We are embarking on a project to create more event streams (e.g. MW content). While designing these streams, we are also revisiting our [[ https://docs.google.com/presentation/d/1xxnFcxFJQGfbxnlmgwzCGyS8ULG0clP2QHcZ2OeeL1c/edit#slide=id.p | Multi-DC Kafka (main) and stream processing patterns ]].
I've recently learned that Kafka 'stretch' clusters are feasible in situations where cross DC latency is relatively low (< 100ms). From a brief conversation with @BBlack and @ayounsi, it sounds like our eqiad <-> codfw latency is on average around ~30ms, but without guarantees on this.
A Kafka Stretch cluster is a single Kafka Cluster spanning multiple DCs. Using a single Kafka cluster instead of 2 clusters with MirrorMaker in between greatly simplifies the architecture of Multi DC streaming and event driven applications. However, it may result in increased latency for Kafka clients, as well as some tricky broker failover scenarios if we are not careful.
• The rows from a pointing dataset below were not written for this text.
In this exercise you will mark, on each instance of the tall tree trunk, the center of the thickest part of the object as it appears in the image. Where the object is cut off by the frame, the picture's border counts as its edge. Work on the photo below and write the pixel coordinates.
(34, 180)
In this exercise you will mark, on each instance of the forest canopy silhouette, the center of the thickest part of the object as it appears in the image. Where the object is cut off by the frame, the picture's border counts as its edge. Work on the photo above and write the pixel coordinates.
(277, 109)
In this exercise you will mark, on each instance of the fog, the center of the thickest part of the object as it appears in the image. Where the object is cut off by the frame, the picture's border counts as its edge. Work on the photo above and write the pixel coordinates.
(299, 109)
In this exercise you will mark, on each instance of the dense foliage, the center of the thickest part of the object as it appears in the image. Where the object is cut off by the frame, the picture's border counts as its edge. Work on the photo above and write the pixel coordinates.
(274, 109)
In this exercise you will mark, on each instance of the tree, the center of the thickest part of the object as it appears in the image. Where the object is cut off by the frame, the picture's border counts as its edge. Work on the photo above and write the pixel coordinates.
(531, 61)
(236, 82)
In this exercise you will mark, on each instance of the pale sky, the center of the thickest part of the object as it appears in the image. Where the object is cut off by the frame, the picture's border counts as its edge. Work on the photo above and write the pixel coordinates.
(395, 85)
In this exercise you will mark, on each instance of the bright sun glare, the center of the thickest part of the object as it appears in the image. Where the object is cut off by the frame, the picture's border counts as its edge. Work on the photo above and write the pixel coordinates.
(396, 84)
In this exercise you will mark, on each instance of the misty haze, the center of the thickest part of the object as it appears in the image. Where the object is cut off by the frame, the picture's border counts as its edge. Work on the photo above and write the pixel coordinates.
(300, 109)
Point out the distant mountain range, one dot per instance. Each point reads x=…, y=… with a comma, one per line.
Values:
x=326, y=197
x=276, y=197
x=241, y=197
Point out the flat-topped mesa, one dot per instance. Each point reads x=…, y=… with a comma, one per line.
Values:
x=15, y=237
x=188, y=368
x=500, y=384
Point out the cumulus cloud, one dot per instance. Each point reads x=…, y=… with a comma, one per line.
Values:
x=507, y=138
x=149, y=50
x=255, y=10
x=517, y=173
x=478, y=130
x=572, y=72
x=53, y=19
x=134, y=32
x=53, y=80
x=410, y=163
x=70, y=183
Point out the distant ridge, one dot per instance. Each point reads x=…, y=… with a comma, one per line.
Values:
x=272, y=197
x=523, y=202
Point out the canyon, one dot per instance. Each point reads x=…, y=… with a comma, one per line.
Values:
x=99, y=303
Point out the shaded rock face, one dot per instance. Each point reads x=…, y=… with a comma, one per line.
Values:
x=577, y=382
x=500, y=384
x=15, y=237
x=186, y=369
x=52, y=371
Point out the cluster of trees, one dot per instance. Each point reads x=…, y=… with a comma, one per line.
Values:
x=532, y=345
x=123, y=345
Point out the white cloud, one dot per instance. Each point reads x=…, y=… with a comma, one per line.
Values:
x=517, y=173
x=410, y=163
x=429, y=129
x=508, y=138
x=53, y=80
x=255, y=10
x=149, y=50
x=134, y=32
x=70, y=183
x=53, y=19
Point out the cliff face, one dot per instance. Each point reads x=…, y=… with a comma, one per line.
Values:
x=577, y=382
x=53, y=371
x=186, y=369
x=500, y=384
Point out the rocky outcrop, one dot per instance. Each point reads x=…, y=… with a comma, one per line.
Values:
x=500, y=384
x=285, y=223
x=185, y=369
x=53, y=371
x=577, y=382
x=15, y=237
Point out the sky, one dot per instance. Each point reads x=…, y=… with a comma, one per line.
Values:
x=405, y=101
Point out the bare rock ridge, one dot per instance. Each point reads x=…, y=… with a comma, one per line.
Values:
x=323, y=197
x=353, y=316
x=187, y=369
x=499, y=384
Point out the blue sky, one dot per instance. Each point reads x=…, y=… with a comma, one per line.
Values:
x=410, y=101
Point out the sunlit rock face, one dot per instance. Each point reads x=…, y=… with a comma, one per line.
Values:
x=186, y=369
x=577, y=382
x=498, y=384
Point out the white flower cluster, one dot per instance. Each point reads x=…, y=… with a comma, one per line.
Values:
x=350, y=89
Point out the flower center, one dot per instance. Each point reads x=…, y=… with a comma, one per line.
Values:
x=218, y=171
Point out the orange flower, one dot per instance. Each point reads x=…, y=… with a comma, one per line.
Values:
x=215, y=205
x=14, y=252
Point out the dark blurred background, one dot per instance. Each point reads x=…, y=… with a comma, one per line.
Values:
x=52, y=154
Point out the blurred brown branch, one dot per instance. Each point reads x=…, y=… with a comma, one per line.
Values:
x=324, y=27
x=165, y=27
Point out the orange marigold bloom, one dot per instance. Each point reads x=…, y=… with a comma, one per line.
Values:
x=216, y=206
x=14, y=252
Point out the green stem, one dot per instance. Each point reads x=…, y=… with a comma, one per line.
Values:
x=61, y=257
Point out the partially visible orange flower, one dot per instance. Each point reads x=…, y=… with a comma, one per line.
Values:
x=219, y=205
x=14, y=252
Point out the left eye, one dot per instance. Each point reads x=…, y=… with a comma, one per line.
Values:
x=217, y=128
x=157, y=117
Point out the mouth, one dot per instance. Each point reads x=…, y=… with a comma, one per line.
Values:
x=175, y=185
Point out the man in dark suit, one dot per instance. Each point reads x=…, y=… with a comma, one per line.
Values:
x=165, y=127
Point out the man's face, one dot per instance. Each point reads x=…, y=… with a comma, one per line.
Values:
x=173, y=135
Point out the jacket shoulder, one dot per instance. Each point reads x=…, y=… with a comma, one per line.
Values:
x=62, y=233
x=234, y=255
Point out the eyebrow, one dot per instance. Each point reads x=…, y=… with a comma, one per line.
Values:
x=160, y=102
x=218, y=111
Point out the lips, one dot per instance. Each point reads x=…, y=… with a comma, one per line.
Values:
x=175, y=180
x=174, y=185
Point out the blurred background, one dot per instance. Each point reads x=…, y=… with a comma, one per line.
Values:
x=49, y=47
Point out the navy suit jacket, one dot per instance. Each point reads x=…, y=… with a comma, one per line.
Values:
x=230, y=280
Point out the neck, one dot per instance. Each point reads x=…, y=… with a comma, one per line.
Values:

This task is about evaluating creating a new Kafka Stretch cluster in eqiad and codfw, likely with the intention of it eventually replacing the Kafka main clusters. Since the current DC-ops hardware request deadline is **this Friday May 13**, if we do want to do this, we should decide before then so we can request hardware for it.
As I do research, I will update this task description with documentation about a Kafka Stretch cluster will work.
---
Best docs I've found so far:
- https://www.confluent.io/blog/multi-region-data-replication/
(We won't be able to use the 'Observer' feature, as that in Confluent, not Apache Kafka. )Follower fetching is in Apache Kafka though.)
- http://mbukowicz.github.io/kafka/2020/08/31/kafka-in-multiple-datacenters.html
- https://downloads.ctfassets.net/oxjq45e8ilak/6icgmmPFCHtsw7KzUy9cKj/309ef5db510976b9fe018f3b5b5380a7/Two_and_The_Half_Datacenters_Foundations_of_Multi_DC_Kafka_Devoops.pdf
Notes:
- Zookeeper should be run in more than 3 DCs, e.g. '2.5' DCs. Kafka brokers are stretched between 2, but Zookeeper is 'stretched' between 3 so there is a tiebreaker ZK instance. Perhaps we'd run at least on ZK node in ulsfo?
- With follower fetching, consumers can read from partition replicas in their own DC.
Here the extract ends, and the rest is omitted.